Van Cliburn is dead. He won the great International Tchaikovsky Competition the year I was born, and I do remember that my parents had a copy of his RCA Victor album playing Tchaikovsky's Concerto No. 1--"Living Stereo" on their cabinet record player. This album was mixed in with soundtracks--Ben Hur, The Sound of Music, South Pacific, Camelot, etc.; jazz--Stan Kenton, Dave Brubeck; various pop instrumentalists and bands--Percy Faith, Mantovani, Herb Albert, Ferrante and Teicher, and others. There were some other classicial albums, like collections of Strauss waltzes, and lots of Christmas albums with big classical orchestras and conductors, Eugene Ormandy and Leonard Bernstein.
That our household had a copy of this Van Cliburn album is not surprising. This was the first classical album to go platinum. Cliburn was one of the first American classical artists to have a real popular following. His obits commonly cite Time magazine’s 1958 cover story, which 'quoted a friend as saying Cliburn could become “the first man in history to be a Horowitz, Liberace and Presley all rolled into one.”' A ticker-tape parade for a pianist!
As the AP obit begins:
FORT WORTH, Texas — For a time in Cold War America, Van Cliburn had all the trappings of a rock star: sold-out concerts, adoring, out-of-control fans and a name recognized worldwide. He even got a ticker-tape parade in New York City.
And he did it all with only a piano and some Tchaikovsky concertos.
The celebrated pianist played for every American president since Harry Truman, plus royalty and heads of state around the world. But he is best remembered for winning a 1958 piano competition in Moscow that helped thaw the icy rivalry between the United States and the Soviet Union.

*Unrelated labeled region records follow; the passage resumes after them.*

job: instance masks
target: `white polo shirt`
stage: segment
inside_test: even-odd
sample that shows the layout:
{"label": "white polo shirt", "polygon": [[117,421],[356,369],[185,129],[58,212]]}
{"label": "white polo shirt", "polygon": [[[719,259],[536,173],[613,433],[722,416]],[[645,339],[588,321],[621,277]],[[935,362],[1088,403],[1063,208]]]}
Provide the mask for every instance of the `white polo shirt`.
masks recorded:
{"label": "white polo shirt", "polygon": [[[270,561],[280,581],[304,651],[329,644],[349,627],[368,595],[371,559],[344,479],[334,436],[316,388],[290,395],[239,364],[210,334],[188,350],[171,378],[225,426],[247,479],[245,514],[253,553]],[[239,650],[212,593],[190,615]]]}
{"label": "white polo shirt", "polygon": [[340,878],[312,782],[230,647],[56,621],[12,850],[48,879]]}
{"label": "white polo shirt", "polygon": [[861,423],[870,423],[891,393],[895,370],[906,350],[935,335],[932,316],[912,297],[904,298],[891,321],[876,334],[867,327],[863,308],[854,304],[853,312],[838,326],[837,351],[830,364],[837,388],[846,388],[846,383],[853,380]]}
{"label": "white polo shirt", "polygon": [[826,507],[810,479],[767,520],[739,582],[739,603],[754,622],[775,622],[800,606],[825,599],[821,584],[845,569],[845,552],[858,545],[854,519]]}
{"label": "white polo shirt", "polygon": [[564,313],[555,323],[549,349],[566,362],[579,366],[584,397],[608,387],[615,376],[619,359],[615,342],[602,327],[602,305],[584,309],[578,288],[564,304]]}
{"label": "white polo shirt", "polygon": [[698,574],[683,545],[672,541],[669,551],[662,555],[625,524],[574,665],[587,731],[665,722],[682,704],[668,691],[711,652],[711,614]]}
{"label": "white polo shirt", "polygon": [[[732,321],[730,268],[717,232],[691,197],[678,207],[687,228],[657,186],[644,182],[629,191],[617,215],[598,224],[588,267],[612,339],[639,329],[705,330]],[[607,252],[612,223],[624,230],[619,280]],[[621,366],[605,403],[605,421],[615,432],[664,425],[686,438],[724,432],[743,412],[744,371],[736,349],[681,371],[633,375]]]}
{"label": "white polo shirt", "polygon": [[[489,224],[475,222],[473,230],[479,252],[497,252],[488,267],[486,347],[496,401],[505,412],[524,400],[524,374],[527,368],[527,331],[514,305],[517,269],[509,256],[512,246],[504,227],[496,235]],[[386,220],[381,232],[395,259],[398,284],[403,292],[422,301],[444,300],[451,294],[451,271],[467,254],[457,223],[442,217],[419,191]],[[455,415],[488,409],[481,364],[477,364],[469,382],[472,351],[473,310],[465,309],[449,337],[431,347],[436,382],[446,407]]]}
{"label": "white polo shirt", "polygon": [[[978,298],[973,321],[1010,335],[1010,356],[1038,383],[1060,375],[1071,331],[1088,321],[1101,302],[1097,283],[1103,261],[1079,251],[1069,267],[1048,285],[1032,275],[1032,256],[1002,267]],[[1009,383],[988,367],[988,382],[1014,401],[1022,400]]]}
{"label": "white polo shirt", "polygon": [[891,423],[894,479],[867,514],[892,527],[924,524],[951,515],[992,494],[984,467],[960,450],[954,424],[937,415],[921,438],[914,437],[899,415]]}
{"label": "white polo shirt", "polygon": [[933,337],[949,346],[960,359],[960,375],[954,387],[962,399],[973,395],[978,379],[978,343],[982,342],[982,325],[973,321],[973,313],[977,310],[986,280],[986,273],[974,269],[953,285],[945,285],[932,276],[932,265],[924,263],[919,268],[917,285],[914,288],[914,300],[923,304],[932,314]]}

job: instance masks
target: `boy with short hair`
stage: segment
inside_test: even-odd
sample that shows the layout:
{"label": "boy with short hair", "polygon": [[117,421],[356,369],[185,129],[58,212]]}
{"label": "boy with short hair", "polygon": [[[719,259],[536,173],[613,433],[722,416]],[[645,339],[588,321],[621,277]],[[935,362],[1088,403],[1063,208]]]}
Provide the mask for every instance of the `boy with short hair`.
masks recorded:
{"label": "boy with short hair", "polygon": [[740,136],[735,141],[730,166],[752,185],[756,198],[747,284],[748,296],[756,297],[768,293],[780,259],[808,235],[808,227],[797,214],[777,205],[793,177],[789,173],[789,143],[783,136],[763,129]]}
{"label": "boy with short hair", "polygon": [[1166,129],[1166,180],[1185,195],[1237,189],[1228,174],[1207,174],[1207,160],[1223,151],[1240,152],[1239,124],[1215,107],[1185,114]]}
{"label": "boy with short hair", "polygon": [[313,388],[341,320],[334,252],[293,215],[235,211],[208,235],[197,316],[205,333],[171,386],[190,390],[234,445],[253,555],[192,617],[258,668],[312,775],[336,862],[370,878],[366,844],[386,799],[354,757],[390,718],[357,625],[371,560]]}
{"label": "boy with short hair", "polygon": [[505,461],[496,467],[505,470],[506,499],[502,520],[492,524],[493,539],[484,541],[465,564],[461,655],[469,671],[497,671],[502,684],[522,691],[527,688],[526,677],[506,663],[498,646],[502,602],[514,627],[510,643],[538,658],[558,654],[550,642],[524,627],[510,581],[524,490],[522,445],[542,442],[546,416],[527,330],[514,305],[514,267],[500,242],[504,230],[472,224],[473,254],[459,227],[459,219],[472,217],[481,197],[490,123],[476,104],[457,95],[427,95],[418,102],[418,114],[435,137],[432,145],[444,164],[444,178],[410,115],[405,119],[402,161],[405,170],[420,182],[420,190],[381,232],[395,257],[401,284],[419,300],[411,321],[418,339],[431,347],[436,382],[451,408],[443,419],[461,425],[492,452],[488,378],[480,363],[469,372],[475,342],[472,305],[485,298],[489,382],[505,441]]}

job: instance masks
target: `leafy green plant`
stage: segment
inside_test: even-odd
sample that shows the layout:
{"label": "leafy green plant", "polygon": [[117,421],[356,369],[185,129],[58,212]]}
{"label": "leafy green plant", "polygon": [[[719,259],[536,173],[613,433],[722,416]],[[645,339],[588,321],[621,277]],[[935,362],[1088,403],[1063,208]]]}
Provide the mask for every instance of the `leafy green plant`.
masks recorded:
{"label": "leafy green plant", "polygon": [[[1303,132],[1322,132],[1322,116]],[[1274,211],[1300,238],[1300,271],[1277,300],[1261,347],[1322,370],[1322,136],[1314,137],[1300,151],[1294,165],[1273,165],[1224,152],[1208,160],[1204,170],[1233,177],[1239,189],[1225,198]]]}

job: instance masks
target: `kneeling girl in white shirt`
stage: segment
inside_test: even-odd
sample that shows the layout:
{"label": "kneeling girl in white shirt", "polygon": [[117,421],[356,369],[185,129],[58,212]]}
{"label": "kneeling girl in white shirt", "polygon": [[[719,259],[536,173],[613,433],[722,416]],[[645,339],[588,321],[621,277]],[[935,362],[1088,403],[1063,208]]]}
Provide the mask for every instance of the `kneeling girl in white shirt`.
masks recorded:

Cliburn, who died Wednesday at 78 after fighting bone cancer, was “a great humanitarian and a brilliant musician whose light will continue to shine through his extraordinary legacy,” said his publicist and longtime friend Mary Lou Falcone. “He will be missed by all who knew and admired him, and by countless people he never met.”
The young man from the small east Texas town of Kilgore was a baby-faced 23-year-old when he won the first International Tchaikovsky Competition in Moscow just six months after the Soviets’ launch of Sputnik embarrassed the U.S. and inaugurated the space race.
The interesting thing about his career is that, although he went from triumph to triumph for a time, he also took time away from touring to take care of his mother. The world of classical music and performance has always fascinated me, as it combines showmanship and tremendous knowledge. Anyone who dedicates his life to studying the great repertoire of Western classical music, understanding the people and the culture that created it -- that's a special person. May he rest in peace.